How do I group this list of dicts by the same month?

Solution 1:

First, I would sort the data¹:

>>> lst = [{'date':'2008-04-23','value':'1'},
... {'date':'2008-04-01','value':'8'},
... {'date':'2008-04-05','value':'3'},
... {'date':'2009-04-19','value':'5'},
... {'date':'2009-04-21','value':'8'},
... {'date':'2010-09-09','value':'3'},
... {'date':'2010-09-10','value':'4'},
... ]
>>> lst.sort(key=lambda x:x['date'][:7])
>>> lst
[{'date': '2008-04-23', 'value': '1'}, {'date': '2008-04-01', 'value': '8'}, {'date': '2008-04-05', 'value': '3'}, {'date': '2009-04-19', 'value': '5'}, {'date': '2009-04-21', 'value': '8'}, {'date': '2010-09-09', 'value': '3'}, {'date': '2010-09-10', 'value': '4'}]

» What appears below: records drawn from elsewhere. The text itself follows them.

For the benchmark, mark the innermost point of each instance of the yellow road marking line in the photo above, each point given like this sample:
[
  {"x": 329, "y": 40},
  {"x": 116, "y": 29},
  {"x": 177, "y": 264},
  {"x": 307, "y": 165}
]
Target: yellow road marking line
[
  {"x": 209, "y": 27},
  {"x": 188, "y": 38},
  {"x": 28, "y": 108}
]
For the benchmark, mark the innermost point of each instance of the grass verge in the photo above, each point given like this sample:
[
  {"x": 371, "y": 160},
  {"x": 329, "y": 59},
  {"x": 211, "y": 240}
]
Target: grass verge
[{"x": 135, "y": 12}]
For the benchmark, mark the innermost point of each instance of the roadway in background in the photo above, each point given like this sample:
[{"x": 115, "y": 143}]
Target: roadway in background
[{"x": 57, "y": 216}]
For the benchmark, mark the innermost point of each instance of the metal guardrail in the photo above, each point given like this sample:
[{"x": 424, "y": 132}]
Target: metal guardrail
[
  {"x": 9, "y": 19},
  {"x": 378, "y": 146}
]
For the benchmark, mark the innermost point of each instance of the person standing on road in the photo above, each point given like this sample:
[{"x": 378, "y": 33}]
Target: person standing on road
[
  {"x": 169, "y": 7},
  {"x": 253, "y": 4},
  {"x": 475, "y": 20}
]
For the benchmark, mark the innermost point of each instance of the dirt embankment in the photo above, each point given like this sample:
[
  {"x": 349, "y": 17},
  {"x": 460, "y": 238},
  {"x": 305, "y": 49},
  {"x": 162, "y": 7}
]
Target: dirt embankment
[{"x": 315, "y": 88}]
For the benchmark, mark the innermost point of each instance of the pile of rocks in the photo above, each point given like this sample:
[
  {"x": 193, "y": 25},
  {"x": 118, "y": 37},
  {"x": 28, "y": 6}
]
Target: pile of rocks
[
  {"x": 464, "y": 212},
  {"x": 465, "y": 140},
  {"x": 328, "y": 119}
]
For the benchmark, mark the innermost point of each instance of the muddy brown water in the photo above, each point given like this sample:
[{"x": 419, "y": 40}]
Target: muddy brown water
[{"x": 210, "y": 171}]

Then, I would use itertools.groupby to do the grouping:

>>> from itertools import groupby
>>> for k,v in groupby(lst,key=lambda x:x['date'][:7]):
...    print k, list(v)
... 
2008-04 [{'date': '2008-04-23', 'value': '1'}, {'date': '2008-04-01', 'value': '8'}, {'date': '2008-04-05', 'value': '3'}]
2009-04 [{'date': '2009-04-19', 'value': '5'}, {'date': '2009-04-21', 'value': '8'}]
2010-09 [{'date': '2010-09-09', 'value': '3'}, {'date': '2010-09-10', 'value': '4'}]
>>> 

Now, to get the output you wanted:

>>> for k,v in groupby(lst,key=lambda x:x['date'][:7]):
...     print {'date':k+'-01','value':sum(int(d['value']) for d in v)}
... 
{'date': '2008-04-01', 'value': 12}
{'date': '2009-04-01', 'value': 13}
{'date': '2010-09-01', 'value': 7}

^{1Your data actually already appears to be sorted in this regard, so you might be able to skip this step.}

Solution 2:

Use itertools.groupby:

data = [{'date':'2008-04-23','value':'1'},
    {'date':'2008-04-01','value':'8'},
    {'date':'2008-04-05','value':'3'},
    {'date':'2009-04-19','value':'5'},
    {'date':'2009-04-21','value':'8'},
    {'date':'2010-09-09','value':'3'},
    {'date':'2010-09-10','value':'4'},
    ]

import itertools

key = lambda datum: datum['date'].rsplit('-', 1)[0]

data.sort(key=key)

result = [{
            'date': key + '-01',
            'value': sum(int(item['value']) for item in group)
           } for key, group in itertools.groupby(data, key=key)]

print result

# [{'date': '2008-04-01', 'value': 12},
#  {'date': '2009-04-01', 'value': 13},
#  {'date': '2010-09-01', 'value': 7}]

Solution 3:

The accepted answer is correct, but its time complexity is O(n lg n) because of the sorting. Here's an (amortized) O(n) solution.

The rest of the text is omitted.